The case towards Tracey Kay McKee, 64, is one in every of just a handful of voter fraud cases from Arizona’s 2020 election which have led to prices, despite widespread perception amongst many supporters of former President Donald Trump that there was widespread voter fraud that led to his loss in Arizona and other battleground states.
McKee, who was from Phoenix suburb of Scottsdale however now lives in California, sobbed as she apologized to Maricopa County Superior Court Judge Margaret LaBianca before the judge handed down her sentence. McKee stated that she was grieving over the lack of her mom and had no intent to affect the result of the election.
“Your Honor, I want to apologize,” McKee told LaBianca. “I don’t wish to make the excuse for my habits. What I did was flawed and I’m prepared to simply accept the implications handed down by the court docket.”
Both McKee and her mother, Mary Arendt, were registered Republicans, though she was not asked if she voted for Trump. Arendt died on Oct. 5, 2020, two days earlier than early ballots were mailed to voters.

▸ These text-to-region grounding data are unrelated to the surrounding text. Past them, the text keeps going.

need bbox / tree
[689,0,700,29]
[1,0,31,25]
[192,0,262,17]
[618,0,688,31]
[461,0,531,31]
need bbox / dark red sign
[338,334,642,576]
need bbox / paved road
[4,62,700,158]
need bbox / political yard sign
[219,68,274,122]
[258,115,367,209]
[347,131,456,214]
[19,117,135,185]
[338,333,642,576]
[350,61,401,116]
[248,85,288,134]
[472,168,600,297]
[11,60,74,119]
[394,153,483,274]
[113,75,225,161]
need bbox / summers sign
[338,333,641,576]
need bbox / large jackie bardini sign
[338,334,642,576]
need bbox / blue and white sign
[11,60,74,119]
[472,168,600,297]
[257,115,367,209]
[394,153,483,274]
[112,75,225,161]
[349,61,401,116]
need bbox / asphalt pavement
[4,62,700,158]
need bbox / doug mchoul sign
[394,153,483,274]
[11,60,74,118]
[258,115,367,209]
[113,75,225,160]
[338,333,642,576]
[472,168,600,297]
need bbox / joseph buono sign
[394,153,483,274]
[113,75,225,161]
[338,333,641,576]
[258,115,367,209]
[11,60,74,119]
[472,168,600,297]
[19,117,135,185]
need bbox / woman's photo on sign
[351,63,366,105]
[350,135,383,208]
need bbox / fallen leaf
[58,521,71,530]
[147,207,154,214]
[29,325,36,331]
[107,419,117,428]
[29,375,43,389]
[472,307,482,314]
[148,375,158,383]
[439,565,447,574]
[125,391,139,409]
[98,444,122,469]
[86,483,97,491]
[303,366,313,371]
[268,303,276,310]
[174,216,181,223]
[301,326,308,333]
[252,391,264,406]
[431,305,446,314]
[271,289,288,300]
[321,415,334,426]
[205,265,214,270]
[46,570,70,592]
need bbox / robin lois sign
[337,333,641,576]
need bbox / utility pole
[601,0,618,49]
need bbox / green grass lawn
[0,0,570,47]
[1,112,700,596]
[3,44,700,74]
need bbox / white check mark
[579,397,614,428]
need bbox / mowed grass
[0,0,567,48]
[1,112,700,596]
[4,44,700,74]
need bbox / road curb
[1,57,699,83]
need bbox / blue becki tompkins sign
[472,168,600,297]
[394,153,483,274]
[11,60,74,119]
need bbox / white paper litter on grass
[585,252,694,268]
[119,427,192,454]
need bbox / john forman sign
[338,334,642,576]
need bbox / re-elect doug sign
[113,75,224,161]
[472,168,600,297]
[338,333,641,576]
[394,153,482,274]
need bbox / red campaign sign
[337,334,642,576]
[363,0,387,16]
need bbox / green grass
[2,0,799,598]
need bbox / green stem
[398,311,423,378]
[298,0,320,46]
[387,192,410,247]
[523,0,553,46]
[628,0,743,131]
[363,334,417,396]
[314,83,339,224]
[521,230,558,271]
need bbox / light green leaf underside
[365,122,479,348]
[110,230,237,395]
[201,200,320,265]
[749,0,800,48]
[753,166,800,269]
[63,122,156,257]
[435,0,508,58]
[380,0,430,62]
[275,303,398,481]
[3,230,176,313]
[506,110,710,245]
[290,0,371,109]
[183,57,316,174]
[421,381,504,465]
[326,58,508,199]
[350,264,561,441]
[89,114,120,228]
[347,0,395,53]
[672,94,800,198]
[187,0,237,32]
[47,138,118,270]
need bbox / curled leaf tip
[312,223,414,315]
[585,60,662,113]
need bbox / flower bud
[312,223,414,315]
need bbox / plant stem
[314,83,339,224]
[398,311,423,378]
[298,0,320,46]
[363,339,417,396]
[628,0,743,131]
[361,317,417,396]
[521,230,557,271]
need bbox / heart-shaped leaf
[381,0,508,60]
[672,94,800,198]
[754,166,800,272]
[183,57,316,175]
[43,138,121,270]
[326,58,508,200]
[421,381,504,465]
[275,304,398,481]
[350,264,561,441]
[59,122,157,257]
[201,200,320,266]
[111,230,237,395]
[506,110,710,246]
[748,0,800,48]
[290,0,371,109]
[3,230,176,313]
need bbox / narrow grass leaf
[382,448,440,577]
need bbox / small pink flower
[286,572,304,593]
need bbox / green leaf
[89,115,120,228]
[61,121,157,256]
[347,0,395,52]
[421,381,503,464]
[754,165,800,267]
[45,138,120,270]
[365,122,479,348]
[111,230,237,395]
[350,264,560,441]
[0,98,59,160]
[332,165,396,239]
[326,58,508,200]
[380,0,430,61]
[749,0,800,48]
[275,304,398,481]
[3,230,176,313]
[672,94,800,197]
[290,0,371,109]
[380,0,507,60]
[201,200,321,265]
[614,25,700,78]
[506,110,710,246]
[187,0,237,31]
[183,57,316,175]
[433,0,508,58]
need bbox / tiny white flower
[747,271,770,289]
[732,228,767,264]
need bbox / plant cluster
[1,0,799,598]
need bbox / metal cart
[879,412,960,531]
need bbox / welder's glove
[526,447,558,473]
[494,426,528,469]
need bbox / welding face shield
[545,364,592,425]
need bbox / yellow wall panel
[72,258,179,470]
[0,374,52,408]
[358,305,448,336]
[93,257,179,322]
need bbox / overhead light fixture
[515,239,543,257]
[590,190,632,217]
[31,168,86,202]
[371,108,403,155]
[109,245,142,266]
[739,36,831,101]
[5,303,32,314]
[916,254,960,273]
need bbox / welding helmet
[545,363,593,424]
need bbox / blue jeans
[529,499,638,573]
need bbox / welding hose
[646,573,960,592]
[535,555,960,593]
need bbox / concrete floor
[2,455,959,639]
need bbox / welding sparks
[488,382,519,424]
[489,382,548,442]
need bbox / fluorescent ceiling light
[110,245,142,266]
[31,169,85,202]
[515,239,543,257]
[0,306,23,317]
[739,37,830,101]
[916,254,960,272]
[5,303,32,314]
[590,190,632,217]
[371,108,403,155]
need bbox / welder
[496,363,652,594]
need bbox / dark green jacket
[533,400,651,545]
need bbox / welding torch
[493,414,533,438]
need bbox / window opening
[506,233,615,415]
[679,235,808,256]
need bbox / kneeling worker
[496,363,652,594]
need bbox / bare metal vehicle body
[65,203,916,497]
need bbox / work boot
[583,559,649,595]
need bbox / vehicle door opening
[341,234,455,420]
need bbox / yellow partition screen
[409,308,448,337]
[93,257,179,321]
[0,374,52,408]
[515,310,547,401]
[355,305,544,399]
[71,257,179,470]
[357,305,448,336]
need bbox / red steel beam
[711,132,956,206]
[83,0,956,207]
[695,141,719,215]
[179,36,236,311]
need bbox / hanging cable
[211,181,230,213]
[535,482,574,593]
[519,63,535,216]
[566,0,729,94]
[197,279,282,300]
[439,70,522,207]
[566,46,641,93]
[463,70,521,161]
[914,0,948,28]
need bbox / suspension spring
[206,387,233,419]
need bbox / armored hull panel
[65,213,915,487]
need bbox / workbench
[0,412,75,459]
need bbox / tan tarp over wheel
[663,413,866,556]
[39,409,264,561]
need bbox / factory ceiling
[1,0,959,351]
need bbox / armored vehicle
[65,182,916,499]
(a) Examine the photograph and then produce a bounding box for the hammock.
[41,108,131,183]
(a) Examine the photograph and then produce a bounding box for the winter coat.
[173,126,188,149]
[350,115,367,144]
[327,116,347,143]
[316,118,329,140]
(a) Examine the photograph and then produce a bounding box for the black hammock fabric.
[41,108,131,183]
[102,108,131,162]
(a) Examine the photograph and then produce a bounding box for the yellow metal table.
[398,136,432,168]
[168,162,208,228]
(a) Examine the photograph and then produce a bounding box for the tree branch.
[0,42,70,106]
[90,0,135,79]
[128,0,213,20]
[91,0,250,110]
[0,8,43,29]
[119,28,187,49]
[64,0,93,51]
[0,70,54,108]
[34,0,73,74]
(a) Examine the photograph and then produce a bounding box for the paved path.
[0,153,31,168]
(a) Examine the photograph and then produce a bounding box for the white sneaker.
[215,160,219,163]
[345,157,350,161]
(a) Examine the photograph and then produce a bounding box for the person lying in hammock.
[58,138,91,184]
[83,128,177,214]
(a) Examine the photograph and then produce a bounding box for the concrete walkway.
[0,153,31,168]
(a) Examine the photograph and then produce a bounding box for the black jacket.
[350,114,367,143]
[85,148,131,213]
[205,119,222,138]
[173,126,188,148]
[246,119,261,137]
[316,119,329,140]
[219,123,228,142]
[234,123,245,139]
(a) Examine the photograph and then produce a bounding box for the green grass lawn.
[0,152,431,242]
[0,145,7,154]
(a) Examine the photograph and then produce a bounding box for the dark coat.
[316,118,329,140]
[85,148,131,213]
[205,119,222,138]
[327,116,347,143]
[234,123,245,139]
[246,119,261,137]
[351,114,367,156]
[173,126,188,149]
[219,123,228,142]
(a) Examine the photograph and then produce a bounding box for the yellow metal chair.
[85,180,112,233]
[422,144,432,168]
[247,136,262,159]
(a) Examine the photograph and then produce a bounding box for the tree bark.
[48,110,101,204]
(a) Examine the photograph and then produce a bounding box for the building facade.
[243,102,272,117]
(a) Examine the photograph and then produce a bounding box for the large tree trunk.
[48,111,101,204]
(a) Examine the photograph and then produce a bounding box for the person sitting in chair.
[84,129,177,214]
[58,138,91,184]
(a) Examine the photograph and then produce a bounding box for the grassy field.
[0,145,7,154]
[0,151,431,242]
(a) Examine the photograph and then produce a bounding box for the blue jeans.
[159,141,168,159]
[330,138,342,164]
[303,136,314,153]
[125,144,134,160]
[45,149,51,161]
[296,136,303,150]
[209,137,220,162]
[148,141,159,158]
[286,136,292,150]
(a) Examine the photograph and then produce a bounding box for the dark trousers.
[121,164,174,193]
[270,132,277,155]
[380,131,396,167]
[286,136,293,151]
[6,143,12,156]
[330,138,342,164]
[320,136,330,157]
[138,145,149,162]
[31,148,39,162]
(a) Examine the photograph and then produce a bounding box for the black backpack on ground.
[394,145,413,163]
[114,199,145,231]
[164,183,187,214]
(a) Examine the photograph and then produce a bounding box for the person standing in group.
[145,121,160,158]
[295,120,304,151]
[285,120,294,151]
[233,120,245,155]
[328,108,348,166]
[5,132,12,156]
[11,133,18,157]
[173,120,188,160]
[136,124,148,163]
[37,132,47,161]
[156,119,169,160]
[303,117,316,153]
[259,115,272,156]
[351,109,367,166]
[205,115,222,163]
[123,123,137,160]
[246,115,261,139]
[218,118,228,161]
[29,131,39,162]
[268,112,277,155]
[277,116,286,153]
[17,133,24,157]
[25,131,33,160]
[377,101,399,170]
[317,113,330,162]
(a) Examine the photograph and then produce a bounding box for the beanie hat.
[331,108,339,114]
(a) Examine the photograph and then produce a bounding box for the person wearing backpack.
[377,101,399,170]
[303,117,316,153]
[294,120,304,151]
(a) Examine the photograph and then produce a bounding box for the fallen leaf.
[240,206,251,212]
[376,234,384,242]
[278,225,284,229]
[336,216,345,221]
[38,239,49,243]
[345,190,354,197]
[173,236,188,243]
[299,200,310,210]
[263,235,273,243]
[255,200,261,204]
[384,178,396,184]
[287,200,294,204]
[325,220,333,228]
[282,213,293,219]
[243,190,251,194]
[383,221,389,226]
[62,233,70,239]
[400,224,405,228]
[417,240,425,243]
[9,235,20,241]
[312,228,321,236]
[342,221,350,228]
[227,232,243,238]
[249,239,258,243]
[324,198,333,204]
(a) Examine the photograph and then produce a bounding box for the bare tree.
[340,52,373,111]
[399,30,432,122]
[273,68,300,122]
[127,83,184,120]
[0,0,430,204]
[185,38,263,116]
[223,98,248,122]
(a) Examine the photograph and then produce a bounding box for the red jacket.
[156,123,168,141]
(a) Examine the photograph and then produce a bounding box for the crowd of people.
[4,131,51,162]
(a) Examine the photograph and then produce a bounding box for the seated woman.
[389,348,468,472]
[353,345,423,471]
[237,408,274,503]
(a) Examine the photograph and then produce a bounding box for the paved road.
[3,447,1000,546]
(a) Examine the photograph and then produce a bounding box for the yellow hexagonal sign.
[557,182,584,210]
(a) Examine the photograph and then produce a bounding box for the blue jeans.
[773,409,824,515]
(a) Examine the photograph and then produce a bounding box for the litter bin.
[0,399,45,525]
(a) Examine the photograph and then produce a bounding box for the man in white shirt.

Assistant Lawyer Basic Todd Lawson played a tape of McKee being interviewed by an investigator along with his office the place she mentioned there was rampant voter fraud and denied that she had signed and returned her mom’s ballot.
“The one solution to stop voter fraud is to physically go in and punch a ballot,” McKee informed the investigator. “I mean, voter fraud is going to be prevalent so long as there’s mail-in voting, for positive. I imply, there’s no means to ensure a good election.
“And I don’t believe that this was a good election,” she continued. “I do imagine there was a number of voter fraud.”
Tom Henze, McKee’s attorney, pointed to dozens of circumstances of voter fraud prosecuted in Arizona over the previous decade, many for similar violations of voting someone else’s poll, and said no one acquired jail time in these circumstances. He said agreeing with Lawson that McKee should do 30 days jail time would elevate constitutional issues of fairness.
“Merely stated, over a protracted time period, in voluminous circumstances, 67 circumstances, no one on this state for related circumstances, in comparable context ... nobody received jail time,” Henze said. “The courtroom didn’t impose jail time at all.”
But Lawson stated jail time was important as a result of the kind of case has changed. While in years past, most circumstances involved individuals voting in two states because they both lived in or had property in each states, in the 2020 election individuals had purchased into Trump’s claims of widespread voter fraud.
“What we’re listening to is voter fraud is out there,” Lawson instructed the decide. “And basically what we’re seeing right here is somebody who says ‘Properly, I’m going to commit voter fraud as a result of it’s an enormous problem and I’m simply going to slide in under the radar. And I’m going to do it as a result of everyone else is doing it and I can get away with it.’
“I don’t subscribe to that in any respect,” he said. “And I think the attitude you hear in the interview is the perspective that differentiates this case from the other cases.”
LaBianca mentioned that whereas she agreed with Lawson, ordering jail time would give McKee what she told the investigator what she needed: going after individuals who dedicated voter fraud.
“And if there were proof that this crime was on the rise, and that heightened deterrence could also be called for, the court may order jail time,” LaBianca stated. “However the file here does not present that this crime is on the rise.
“And abhorrent as it may be for someone just like the defendant to attack the legitimacy of our free elections without any proof, except your own fraud, such statements are usually not illegal as far as I know,” the choose continued.